What are you waiting for?
I am aware of the number of years, months, days stretching ahead of me, far less than those behind me. I know not the exact number, thus the time I do have must be embraced to its fullest. I must fulfill what I am capable of. To not do so would be ignoring my life's purpose. I would be dying with my potential buried deep inside of me.
I recall my mentor telling me that by not writing, not sharing my stories, I was denying others of my experiences. I was meant to write and counsel others and when I realized this was my life's purpose, I got busy fulfilling it.
Now, the realization did not come to me in my early years, although I did have a yearning to put words onto paper and had grandiose visions of myself being a writer. But, I buried these aspirations because my ego told me I was not good enough. It was not until I turned seventy and thought I had lost everything in my life, that my life's purpose became crystal clear. There was no turning back for me.
"Time waits for no man." Now is the only time that maters; it is the only time you have. So embrace the now. Truly be who you were meant to be. Do not waste the now, the precious moments where you can achieve what you were meant to achieve.
I recently wrote an article called "She did." it is about envisioning a ninety-year old myself in a rocking chair on the porch of my house regretting my past. I wonder what would have happened if I went back to school. I regret not taking the chance to write my novel.
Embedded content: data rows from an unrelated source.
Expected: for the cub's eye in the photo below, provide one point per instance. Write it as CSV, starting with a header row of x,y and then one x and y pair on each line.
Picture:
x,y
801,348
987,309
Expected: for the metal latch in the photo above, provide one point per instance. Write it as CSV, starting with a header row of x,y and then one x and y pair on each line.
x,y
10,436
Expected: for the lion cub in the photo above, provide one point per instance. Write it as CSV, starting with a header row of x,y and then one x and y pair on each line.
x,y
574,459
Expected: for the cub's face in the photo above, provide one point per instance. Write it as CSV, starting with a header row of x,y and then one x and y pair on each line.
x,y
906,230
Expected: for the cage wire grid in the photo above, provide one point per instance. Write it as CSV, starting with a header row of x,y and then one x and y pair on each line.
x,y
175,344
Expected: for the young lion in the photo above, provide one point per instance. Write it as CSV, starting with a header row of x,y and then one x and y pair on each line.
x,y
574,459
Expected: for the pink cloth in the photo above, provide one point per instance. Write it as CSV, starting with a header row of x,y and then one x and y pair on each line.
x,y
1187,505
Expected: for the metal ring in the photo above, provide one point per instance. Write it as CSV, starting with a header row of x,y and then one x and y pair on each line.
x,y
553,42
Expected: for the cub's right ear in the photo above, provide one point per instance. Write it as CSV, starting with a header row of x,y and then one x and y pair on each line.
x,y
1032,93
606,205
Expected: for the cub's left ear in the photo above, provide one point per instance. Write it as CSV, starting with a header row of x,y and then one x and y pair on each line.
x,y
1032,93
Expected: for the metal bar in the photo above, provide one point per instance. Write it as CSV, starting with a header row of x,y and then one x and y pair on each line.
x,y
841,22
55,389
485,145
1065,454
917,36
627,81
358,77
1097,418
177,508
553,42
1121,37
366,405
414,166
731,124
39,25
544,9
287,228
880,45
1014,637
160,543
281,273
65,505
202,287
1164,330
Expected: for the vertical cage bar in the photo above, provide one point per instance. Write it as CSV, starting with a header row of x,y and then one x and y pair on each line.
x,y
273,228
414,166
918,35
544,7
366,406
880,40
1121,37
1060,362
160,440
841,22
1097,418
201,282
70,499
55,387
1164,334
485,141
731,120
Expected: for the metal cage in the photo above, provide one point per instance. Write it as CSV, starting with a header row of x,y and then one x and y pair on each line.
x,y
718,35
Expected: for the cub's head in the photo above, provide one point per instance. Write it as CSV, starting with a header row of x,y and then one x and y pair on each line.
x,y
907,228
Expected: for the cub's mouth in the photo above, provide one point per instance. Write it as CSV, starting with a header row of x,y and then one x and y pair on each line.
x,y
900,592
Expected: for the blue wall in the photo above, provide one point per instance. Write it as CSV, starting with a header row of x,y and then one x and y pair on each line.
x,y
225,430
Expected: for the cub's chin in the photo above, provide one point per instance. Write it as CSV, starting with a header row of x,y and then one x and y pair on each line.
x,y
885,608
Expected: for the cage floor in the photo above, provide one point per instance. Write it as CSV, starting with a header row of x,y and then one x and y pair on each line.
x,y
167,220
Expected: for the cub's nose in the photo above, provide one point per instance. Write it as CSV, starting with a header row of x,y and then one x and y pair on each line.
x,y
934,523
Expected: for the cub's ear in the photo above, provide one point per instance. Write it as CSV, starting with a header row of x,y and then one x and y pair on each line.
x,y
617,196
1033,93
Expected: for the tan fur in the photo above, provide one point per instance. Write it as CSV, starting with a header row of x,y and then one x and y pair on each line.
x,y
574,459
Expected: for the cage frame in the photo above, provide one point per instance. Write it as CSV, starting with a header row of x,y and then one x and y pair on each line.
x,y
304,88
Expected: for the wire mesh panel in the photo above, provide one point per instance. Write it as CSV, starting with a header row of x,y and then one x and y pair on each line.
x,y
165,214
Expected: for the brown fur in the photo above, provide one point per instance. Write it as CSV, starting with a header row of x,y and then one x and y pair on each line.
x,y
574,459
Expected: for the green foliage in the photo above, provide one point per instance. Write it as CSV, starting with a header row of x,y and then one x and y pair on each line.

NO! Tis better to have tried. The road to failure is not trying.
It is never too late to reclaim your purpose. I am surrounded by thrivers, those in their seventies and eighties finding their passions. Because all we have is the present moment, we are making the most of it. We are not waiting; we are doing. Yes, on my gravestone, the words "She did," will be etched in stone to remind others to do the same.
What is your excuse for not being who you were meant to be?